The original prediction loss of each TSFM (MSE or NLL) is used, weighted and summed according to the learned scale weights. Pre-trained parameters are frozen; only the adapters, LoRA modules, cross-scale aggregator, and scale weights are trained.

Key Experimental Results

Main Results (Long-term Forecasting, MSE, lower is better)
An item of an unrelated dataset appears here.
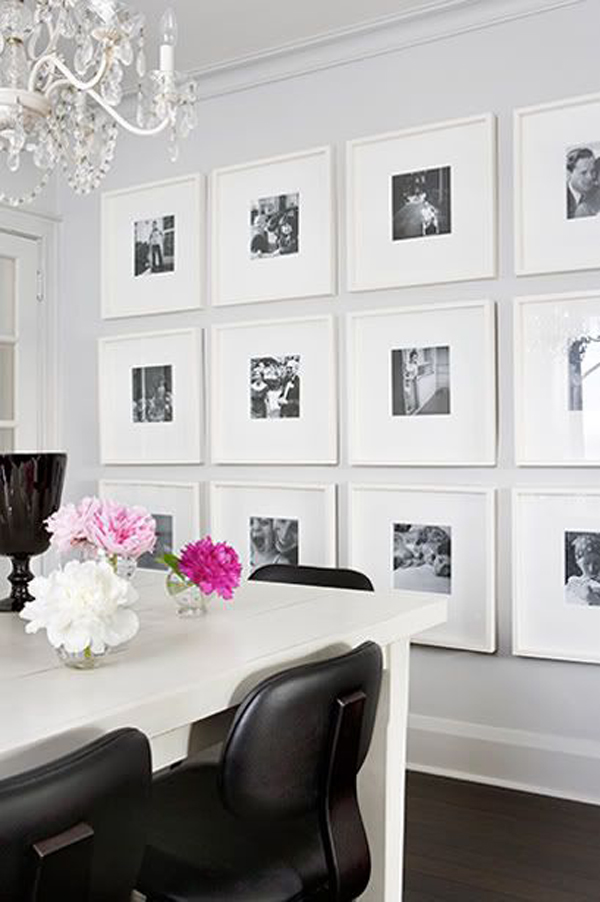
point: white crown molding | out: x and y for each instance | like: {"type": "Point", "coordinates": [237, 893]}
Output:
{"type": "Point", "coordinates": [437, 21]}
Dataset Metric MSFT (Moirai-Base) Full FT (Moirai-Base) TimeMixer SimpleTM Gain
ETTm1 MSE 0.332 0.368 0.381 0.381 −9.8% vs FT
ETTm2 MSE 0.247 0.258 0.275 0.275 −4.3% vs FT
Weather MSE 0.213 0.232 0.240 0.243 −8.2% vs FT
Electricity MSE 0.169 0.173 0.182 0.166 −2.3% vs FT

MSFT consistently outperforms naive fine-tuning, LoRA, AdaLoRA, and other parameter-efficient fine-tuning methods across three TSFM backbones (Moirai, Moment, UniTS).

Ablation Study

Configuration ETTm1 MSE Weather MSE Note
MSFT (full) 0.332 0.213 All components
w/o cross-scale aggregator 0.340 0.220 Cross-scale fusion is important
w/o scale-specific LoRA 0.345 0.222 Scale-specific knowledge activation is important
w/o multi-scale mixing 0.338 0.218 Weighted fusion is beneficial
Single scale (K=0) 0.361 0.230 Multi-scale modeling is the core

Key Findings

  • Multi-scale modeling is the primary source of improvement; each component (scale-specific adapters, decoupled dependency modeling, weighted mixing) contributes independently.
  • MSFT surpasses not only various fine-tuning baselines but also from-scratch SOTA deep learning methods (TimeMixer, SimpleTM, etc.).
  • The framework is equally applicable to probabilistic forecasting tasks (leveraging Moirai's probabilistic forecasting capability).

Highlights & Insights

  • The causal analysis perspective provides a theoretically novel and compelling diagnosis of naive fine-tuning—scale acts as a confounder that introduces spurious correlations.
  • The framework design is clean and general, compatible with different encoder-based TSFM architectures.
  • Freezing pre-trained parameters and employing lightweight adapters yields high parameter efficiency while avoiding catastrophic forgetting.

Limitations & Future Work

  • The framework targets only encoder-based TSFMs; decoder-only (e.g., TimesFM) and encoder-decoder (e.g., Chronos) architectures are not explored.
  • The number of scales \(K\) requires manual selection; no adaptive mechanism is provided.
  • The downsampling strategy is fixed as average pooling; alternative approaches (e.g., wavelet transforms) merit exploration.
  • vs TimeMixer: TimeMixer trains a multi-scale model from scratch, whereas MSFT leverages the multi-scale capability of pre-trained TSFMs for fine-tuning—different approaches sharing the same objective.
  • vs LoRA: Standard LoRA does not differentiate between scales; MSFT's scale-specific LoRA more effectively activates the corresponding pre-trained knowledge.
  • vs Scaleformer: Scaleformer refines predictions iteratively from coarse to fine, while MSFT employs bidirectional fusion for greater flexibility.

Rating

  • Novelty: ⭐⭐⭐⭐ The causal perspective on fine-tuning is novel, though multi-scale modeling itself is not entirely new.
  • Experimental Thoroughness: ⭐⭐⭐⭐⭐ Three backbones, multiple datasets, comparisons with diverse fine-tuning methods, and comprehensive ablations.
  • Writing Quality: ⭐⭐⭐⭐⭐ Logically clear, with causal analysis and method design organically integrated.
  • Value: ⭐⭐⭐⭐ Provides a practical and theoretically grounded general framework for TSFM fine-tuning.